## 02 — Train Flan-T5-Base + LoRA for AppetIte

This notebook fine-tunes **google/flan-t5-base** using **LoRA** on the AppetIte dataset.

Goals:
- Input: ingredients list
- Output: recipe title + step-by-step instructions
- Model: Flan-T5-Base (instruction-tuned)
- Fine-tuning: LoRA (parameter-efficient, M2-friendly)

Assumptions:
- Preprocessed CSVs are available in `data/processed/`:
  - `appetite_train.csv`
  - `appetite_val.csv`
  - `appetite_test.csv`

In [1]:
!pip install transformers datasets peft evaluate sacrebleu sentencepiece accelerate --quiet

In [2]:
import os
import gc
import torch
import pandas as pd
from datasets import Dataset

from transformers import (
    AutoTokenizer,
    AutoModelForSeq2SeqLM,
    Seq2SeqTrainer,
    Seq2SeqTrainingArguments,
    DataCollatorForSeq2Seq
)

from peft import LoraConfig, get_peft_model, TaskType
import evaluate

os.environ["TOKENIZERS_PARALLELISM"] = "false"

In [3]:
for obj_name in ["model", "trainer"]:
    if obj_name in globals():
        del globals()[obj_name]

gc.collect()
if torch.backends.mps.is_available():
    torch.mps.empty_cache()

if torch.backends.mps.is_available():
    device = "mps"
else:
    device = "cpu"

device

'mps'

### Load Processed AppetIte Dataset

We load the cleaned CSV files produced by the preprocessing notebook.

In [4]:
train_df = pd.read_csv("data/processed/appetite_train.csv")
val_df   = pd.read_csv("data/processed/appetite_val.csv")
test_df  = pd.read_csv("data/processed/appetite_test.csv")

train_df.head()

Unnamed: 0,Title,ingredients_text,target_text,Image_Name
0,3-Ingredient Sweet Potato Casserole with Maple...,"Olive oil (for pan), 5 1/2 pounds sweet potato...",Title: 3-Ingredient Sweet Potato Casserole wit...,3-ingredient-sweet-potato-casserole-with-maple...
1,Sea Bass with Marinated Vegetables,"1 ripe medium tomato, 1 garlic clove, smashed,...",Title: Sea Bass with Marinated Vegetables\nIns...,sea-bass-with-marinated-vegetables-242301
2,Spicy Pork Posole,"1 tablespoon olive oil, 6 ounces pork tenderlo...",Title: Spicy Pork Posole\nInstructions: Heat o...,spicy-pork-posole-357091
3,Roast Pork Belly Toasts with Blood-Orange BBQ ...,"One 2-pound piece of boneless, skinless pork b...",Title: Roast Pork Belly Toasts with Blood-Oran...,roast-pork-belly-toasts-with-blood-orange-bbq-...
4,Farmers' Market Salad with Spiced Goat Cheese ...,"2 tablespoons sesame seeds, 2 teaspoons ground...",Title: Farmers' Market Salad with Spiced Goat ...,farmers-market-salad-with-spiced-goat-cheese-r...
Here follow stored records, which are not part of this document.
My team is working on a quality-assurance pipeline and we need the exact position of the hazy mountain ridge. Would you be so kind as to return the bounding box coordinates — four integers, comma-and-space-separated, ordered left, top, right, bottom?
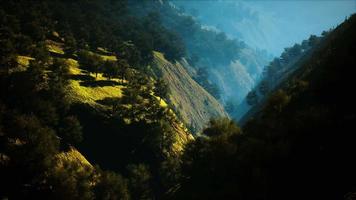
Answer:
129, 0, 271, 109
173, 0, 356, 56
174, 14, 356, 200
239, 31, 328, 123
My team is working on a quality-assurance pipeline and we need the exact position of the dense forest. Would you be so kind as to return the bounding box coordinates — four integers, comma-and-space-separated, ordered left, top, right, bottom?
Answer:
235, 32, 328, 120
0, 0, 188, 199
1, 0, 356, 199
128, 0, 271, 102
175, 14, 356, 199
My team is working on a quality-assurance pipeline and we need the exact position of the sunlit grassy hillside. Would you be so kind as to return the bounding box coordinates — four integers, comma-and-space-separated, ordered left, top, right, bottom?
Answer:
65, 58, 124, 109
153, 51, 228, 133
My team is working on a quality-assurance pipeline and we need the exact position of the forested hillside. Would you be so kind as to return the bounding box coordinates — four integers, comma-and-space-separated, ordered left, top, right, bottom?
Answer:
1, 0, 355, 199
0, 0, 193, 199
174, 14, 356, 200
129, 0, 271, 111
152, 52, 228, 133
237, 31, 328, 121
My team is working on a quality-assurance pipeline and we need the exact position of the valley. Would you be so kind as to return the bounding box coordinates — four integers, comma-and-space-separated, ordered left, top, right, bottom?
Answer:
0, 0, 355, 199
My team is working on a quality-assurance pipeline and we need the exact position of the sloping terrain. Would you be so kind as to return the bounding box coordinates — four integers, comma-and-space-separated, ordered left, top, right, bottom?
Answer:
65, 58, 124, 109
152, 52, 228, 133
174, 14, 356, 200
13, 38, 194, 168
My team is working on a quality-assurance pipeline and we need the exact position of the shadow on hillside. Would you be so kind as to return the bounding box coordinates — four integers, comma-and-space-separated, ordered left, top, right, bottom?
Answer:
96, 97, 121, 106
80, 80, 119, 87
68, 74, 96, 82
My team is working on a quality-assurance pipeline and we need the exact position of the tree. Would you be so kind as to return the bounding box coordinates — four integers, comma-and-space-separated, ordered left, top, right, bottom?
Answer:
117, 59, 129, 84
203, 118, 241, 137
178, 118, 240, 199
11, 115, 59, 172
31, 42, 50, 64
59, 116, 83, 145
118, 43, 142, 68
88, 54, 103, 78
0, 39, 17, 73
289, 43, 302, 57
103, 61, 119, 80
154, 78, 169, 101
246, 90, 258, 106
281, 48, 291, 63
264, 90, 290, 114
48, 160, 95, 200
26, 60, 49, 93
308, 35, 319, 47
224, 100, 236, 115
194, 68, 221, 99
146, 119, 175, 158
94, 169, 130, 200
259, 80, 270, 95
78, 51, 103, 78
301, 39, 309, 50
63, 33, 77, 56
127, 164, 153, 200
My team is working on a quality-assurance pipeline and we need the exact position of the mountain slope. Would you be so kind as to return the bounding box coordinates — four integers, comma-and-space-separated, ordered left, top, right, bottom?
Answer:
128, 0, 271, 107
241, 14, 356, 199
152, 52, 228, 133
175, 14, 356, 200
### Final Text Sanitization

We ensure all text fields are proper strings, with no NaN, None, or list objects.
This prevents tokenizer crashes.

In [5]:
def clean_field(x):
    if x is None:
        return ""
    if isinstance(x, float):  # catches NaN
        return ""
    if isinstance(x, list):
        return ", ".join(map(str, x))
    return str(x)

In [6]:
for df_temp in [train_df, val_df, test_df]:
    df_temp["ingredients_text"] = df_temp["ingredients_text"].apply(clean_field)
    df_temp["target_text"]      = df_temp["target_text"].apply(clean_field)
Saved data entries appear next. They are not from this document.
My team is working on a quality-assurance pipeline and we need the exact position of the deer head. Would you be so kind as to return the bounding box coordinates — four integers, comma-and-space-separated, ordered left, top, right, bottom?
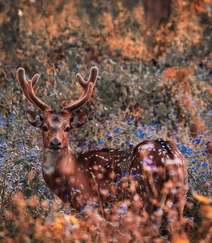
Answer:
16, 67, 98, 151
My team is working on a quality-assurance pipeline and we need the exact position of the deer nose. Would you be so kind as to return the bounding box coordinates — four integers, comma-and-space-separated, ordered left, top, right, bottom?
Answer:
50, 138, 61, 149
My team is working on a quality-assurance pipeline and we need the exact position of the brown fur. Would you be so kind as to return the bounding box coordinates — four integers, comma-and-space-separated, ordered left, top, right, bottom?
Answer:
17, 67, 188, 231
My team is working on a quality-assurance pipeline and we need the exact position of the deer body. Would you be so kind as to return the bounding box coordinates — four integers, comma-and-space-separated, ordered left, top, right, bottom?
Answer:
132, 140, 188, 223
16, 67, 188, 225
43, 144, 130, 210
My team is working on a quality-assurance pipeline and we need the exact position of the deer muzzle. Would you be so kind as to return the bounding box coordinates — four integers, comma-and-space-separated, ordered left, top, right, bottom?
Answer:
49, 137, 62, 150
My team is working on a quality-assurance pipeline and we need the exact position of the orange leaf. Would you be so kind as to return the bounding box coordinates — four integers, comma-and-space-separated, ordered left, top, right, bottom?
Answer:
162, 67, 193, 81
201, 205, 212, 219
193, 3, 207, 13
193, 192, 212, 204
203, 0, 212, 3
162, 67, 178, 80
172, 233, 190, 243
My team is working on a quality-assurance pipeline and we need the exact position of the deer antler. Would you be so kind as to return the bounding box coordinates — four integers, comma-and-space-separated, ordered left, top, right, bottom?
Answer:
63, 66, 98, 112
16, 67, 51, 111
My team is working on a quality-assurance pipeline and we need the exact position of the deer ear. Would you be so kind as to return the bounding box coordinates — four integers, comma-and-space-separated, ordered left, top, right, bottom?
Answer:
69, 116, 74, 125
26, 110, 43, 127
69, 110, 87, 128
75, 110, 87, 128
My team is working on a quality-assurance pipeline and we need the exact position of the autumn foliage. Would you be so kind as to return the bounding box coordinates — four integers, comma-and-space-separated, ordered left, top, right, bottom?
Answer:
0, 0, 211, 242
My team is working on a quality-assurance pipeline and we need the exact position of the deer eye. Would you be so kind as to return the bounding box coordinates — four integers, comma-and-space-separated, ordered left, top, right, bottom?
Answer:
39, 115, 44, 122
42, 124, 48, 132
70, 117, 74, 123
64, 127, 70, 132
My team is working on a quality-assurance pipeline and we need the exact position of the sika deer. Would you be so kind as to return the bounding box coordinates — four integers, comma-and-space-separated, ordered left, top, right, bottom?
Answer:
16, 67, 188, 229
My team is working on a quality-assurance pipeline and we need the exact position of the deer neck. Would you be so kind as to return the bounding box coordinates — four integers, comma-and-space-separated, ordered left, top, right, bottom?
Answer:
43, 146, 77, 176
42, 145, 95, 205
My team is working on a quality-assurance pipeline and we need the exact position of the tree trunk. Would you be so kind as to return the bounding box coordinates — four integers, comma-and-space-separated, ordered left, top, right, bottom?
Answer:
143, 0, 172, 26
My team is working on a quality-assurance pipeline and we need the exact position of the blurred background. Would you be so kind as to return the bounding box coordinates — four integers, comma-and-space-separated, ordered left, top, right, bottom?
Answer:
0, 0, 211, 241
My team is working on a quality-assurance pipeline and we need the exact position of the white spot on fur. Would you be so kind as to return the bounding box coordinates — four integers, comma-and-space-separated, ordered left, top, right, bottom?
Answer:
139, 143, 155, 151
165, 157, 183, 165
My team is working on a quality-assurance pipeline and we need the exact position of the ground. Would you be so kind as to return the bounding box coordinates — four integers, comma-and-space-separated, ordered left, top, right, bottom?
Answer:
0, 0, 211, 242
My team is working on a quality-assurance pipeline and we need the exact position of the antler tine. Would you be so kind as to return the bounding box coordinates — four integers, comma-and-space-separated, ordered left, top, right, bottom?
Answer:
76, 66, 98, 88
88, 66, 98, 84
27, 80, 51, 111
31, 73, 40, 86
76, 73, 87, 88
16, 67, 35, 104
16, 67, 51, 111
63, 66, 98, 112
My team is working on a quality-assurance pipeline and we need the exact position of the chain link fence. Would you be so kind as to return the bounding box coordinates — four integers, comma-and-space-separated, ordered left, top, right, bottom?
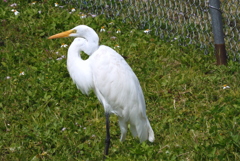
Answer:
221, 0, 240, 61
62, 0, 240, 61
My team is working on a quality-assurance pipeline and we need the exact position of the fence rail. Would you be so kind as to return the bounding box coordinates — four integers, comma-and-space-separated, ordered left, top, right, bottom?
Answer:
62, 0, 240, 62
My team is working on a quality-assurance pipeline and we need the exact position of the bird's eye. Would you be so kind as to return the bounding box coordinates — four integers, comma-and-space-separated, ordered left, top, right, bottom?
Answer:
71, 29, 77, 33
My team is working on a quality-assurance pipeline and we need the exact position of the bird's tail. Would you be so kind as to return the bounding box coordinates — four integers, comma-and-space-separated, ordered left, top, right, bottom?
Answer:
130, 116, 155, 142
119, 112, 155, 142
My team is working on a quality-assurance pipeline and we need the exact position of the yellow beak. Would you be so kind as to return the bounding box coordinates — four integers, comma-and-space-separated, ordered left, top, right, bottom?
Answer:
48, 30, 74, 39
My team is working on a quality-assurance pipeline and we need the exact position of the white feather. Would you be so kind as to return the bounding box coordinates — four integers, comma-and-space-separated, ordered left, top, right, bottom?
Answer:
60, 25, 154, 142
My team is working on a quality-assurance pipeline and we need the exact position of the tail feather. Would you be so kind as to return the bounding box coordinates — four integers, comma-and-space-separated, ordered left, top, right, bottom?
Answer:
147, 119, 155, 142
118, 110, 154, 142
131, 116, 155, 142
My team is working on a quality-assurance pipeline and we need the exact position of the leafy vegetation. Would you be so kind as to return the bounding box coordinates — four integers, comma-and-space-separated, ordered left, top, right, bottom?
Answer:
0, 0, 239, 160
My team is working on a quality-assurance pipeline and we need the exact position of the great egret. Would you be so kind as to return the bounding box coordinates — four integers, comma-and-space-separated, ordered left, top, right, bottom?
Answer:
48, 25, 154, 156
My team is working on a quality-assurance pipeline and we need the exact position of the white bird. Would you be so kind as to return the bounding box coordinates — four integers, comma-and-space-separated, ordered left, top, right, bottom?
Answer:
48, 25, 154, 156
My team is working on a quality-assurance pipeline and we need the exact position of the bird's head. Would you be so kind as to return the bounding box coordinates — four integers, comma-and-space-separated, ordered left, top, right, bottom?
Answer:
48, 25, 99, 55
48, 25, 99, 41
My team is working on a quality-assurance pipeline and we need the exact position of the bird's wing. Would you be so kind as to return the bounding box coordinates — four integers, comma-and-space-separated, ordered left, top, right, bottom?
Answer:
90, 45, 147, 117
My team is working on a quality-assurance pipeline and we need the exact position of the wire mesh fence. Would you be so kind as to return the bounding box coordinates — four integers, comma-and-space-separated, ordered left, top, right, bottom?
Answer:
221, 0, 240, 61
61, 0, 240, 62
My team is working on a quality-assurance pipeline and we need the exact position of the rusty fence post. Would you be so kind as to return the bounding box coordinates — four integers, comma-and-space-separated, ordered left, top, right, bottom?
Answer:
209, 0, 227, 65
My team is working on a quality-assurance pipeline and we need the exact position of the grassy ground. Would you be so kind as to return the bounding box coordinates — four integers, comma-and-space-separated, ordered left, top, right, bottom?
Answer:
0, 0, 239, 160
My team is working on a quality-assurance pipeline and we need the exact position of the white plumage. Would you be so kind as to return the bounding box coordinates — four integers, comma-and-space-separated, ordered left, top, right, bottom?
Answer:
48, 25, 154, 155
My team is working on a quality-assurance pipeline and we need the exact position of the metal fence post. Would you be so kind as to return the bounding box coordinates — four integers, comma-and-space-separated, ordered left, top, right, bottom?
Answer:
209, 0, 227, 65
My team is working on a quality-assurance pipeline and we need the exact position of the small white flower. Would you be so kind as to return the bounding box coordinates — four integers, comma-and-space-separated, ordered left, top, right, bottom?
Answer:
12, 10, 20, 16
80, 14, 86, 18
110, 36, 117, 40
19, 71, 25, 76
31, 1, 36, 5
116, 29, 121, 33
54, 3, 59, 7
56, 55, 66, 60
100, 26, 105, 32
10, 3, 17, 7
90, 14, 97, 18
61, 43, 68, 48
14, 11, 20, 16
109, 22, 114, 25
114, 44, 120, 49
223, 85, 230, 89
71, 8, 76, 12
6, 76, 11, 79
144, 29, 151, 34
38, 10, 41, 14
61, 127, 66, 131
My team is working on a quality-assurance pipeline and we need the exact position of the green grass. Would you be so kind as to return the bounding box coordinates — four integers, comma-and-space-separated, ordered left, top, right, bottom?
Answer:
0, 0, 239, 160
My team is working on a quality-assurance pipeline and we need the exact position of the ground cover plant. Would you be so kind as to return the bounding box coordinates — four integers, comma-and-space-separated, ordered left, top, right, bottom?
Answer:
0, 0, 239, 160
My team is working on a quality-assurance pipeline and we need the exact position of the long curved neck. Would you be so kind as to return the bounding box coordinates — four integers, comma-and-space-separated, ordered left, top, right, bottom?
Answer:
81, 27, 99, 55
66, 42, 93, 95
67, 43, 83, 62
84, 38, 99, 55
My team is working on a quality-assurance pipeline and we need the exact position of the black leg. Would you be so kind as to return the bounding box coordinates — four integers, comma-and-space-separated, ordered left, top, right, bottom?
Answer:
104, 113, 111, 158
print("Sanitization complete.")
print("Train size:", train_df.shape)
print("Val size:  ", val_df.shape)
print("Test size: ", test_df.shape)

Sanitization complete.
Train size: (10796, 4)
Val size:   (1349, 4)
Test size:  (1350, 4)


### Convert Pandas → HuggingFace Datasets

In [7]:
train_ds = Dataset.from_pandas(train_df)
val_ds   = Dataset.from_pandas(val_df)
test_ds  = Dataset.from_pandas(test_df)

train_ds

Dataset({
    features: ['Title', 'ingredients_text', 'target_text', 'Image_Name'],
    num_rows: 10796
})

### Load Flan-T5-Base

In [8]:
MODEL_NAME = "google/flan-t5-base"

tokenizer = AutoTokenizer.from_pretrained(MODEL_NAME)
model = AutoModelForSeq2SeqLM.from_pretrained(MODEL_NAME)

tokenizer.padding_side = "right"

model.to(device)

T5ForConditionalGeneration(
  (shared): Embedding(32128, 768)
  (encoder): T5Stack(
    (embed_tokens): Embedding(32128, 768)
    (block): ModuleList(
      (0): T5Block(
        (layer): ModuleList(
          (0): T5LayerSelfAttention(
            (SelfAttention): T5Attention(
              (q): Linear(in_features=768, out_features=768, bias=False)
              (k): Linear(in_features=768, out_features=768, bias=False)
              (v): Linear(in_features=768, out_features=768, bias=False)
              (o): Linear(in_features=768, out_features=768, bias=False)
              (relative_attention_bias): Embedding(32, 12)
            )
            (layer_norm): T5LayerNorm()
            (dropout): Dropout(p=0.1, inplace=False)
          )
          (1): T5LayerFF(
            (DenseReluDense): T5DenseGatedActDense(
              (wi_0): Linear(in_features=768, out_features=2048, bias=False)
              (wi_1): Linear(in_features=768, out_features=2048, bias=False)
              (wo):

### Configure LoRA (Low-Rank Adaptation)

In [9]:
lora_config = LoraConfig(
    r=16,
    lora_alpha=32,
    target_modules=["q", "v"],  
    lora_dropout=0.05,
    bias="none",
    task_type=TaskType.SEQ_2_SEQ_LM,
)

model = get_peft_model(model, lora_config)
model.print_trainable_parameters()

model.to(device)

trainable params: 1,769,472 || all params: 249,347,328 || trainable%: 0.7096


PeftModelForSeq2SeqLM(
  (base_model): LoraModel(
    (model): T5ForConditionalGeneration(
      (shared): Embedding(32128, 768)
      (encoder): T5Stack(
        (embed_tokens): Embedding(32128, 768)
        (block): ModuleList(
          (0): T5Block(
            (layer): ModuleList(
              (0): T5LayerSelfAttention(
                (SelfAttention): T5Attention(
                  (q): lora.Linear(
                    (base_layer): Linear(in_features=768, out_features=768, bias=False)
                    (lora_dropout): ModuleDict(
                      (default): Dropout(p=0.05, inplace=False)
                    )
                    (lora_A): ModuleDict(
                      (default): Linear(in_features=768, out_features=16, bias=False)
                    )
                    (lora_B): ModuleDict(
                      (default): Linear(in_features=16, out_features=768, bias=False)
                    )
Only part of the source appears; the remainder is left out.